How to stop account takeover fraud
There are several basic steps that can be taken to prevent account takeover fraud and other types of account hacking. The most important one is to recognize that all accounts are likely to be targeted, whether it’s your Amazon prime, airline points, or your work email, because there is something a scammer may gain from each.
- Opt for multi-point authentication. If a hacker gets into just one of your email accounts he may unlock keys to other accounts, such as by using an email from your bank to “phish” more information or to launch malware. If you have a PIN number sent to your phone each time you log in to an important account it’s likely to frustrate hackers who will go after another person’s account instead.
- Strengthen wifi security. Never use public wifi for anything important, and make sure your home wifi is secure before doing business there.
- Seek account alerts.
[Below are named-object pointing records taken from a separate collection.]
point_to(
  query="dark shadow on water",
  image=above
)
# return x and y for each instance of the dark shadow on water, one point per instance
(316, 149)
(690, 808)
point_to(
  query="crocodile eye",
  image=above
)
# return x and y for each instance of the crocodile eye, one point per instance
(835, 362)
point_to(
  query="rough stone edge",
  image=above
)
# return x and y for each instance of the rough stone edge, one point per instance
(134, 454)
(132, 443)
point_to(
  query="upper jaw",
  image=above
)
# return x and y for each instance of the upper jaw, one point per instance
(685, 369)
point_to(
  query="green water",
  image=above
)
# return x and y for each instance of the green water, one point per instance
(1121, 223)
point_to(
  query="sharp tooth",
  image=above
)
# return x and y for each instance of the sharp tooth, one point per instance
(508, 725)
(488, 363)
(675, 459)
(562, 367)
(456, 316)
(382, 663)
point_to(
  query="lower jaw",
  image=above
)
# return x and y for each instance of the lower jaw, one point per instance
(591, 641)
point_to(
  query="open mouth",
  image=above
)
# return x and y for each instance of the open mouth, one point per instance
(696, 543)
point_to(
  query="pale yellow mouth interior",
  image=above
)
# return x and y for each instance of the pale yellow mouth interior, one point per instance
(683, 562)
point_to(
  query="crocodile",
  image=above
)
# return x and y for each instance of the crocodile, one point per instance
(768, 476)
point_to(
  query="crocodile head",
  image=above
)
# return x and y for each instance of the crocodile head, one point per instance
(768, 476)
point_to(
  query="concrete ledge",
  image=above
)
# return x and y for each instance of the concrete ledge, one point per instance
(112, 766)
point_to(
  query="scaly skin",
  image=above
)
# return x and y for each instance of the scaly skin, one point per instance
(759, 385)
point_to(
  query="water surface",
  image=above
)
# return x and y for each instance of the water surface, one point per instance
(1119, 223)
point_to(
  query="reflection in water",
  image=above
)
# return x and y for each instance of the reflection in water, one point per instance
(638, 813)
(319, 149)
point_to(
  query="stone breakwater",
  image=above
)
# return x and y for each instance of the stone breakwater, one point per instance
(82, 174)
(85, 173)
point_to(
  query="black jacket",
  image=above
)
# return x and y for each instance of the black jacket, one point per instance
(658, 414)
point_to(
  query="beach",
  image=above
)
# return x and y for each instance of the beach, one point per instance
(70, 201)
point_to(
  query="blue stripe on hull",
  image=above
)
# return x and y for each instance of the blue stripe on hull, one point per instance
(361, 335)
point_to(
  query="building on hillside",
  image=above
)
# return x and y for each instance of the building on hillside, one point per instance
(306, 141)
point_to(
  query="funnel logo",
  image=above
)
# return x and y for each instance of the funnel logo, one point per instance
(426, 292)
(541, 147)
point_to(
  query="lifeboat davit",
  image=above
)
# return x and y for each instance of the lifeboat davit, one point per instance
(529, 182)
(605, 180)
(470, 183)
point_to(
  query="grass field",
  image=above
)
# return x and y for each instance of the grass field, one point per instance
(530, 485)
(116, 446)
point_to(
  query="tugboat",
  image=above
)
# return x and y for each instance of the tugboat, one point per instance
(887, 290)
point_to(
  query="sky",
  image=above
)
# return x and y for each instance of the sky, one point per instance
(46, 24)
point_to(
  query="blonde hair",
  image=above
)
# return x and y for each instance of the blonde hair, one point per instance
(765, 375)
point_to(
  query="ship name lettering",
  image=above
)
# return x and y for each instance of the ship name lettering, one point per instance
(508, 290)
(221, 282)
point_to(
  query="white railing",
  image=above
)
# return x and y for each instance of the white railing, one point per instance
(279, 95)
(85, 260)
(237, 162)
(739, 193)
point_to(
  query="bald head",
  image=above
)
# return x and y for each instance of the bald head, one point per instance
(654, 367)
Ask for text alerts every time your bank card is used or a new computer logs into your account so that you can stop fraudulent use of your personal information as quickly as it starts.
- Use reverse email lookups and other tools to find out if a message you’ve received is authentic. Scammers often spoof bank emails, making them look real but they’re usually one letter or punctuation mark different from actual, official communications. Check websites too which may be similarly spoofed.
- Pause and look for fraud when you receive an emergency message. Think about the situation and do not respond in haste or you may overlook an obvious sign of fraud.
- Close all accounts you no longer use. Rewards cards with your email and a commonly-used password may linger for years until they’re found by a hacker who may use them to unlock your other accounts.
Conclusion
Using difficult-to-remember passwords may slow things down but they’re worthwhile to protect your accounts. Similarly, learning about and putting anti-fraud and fraud-detection practices to use in everyday transactions will save you time and effort later by stopping account takeovers before they can start.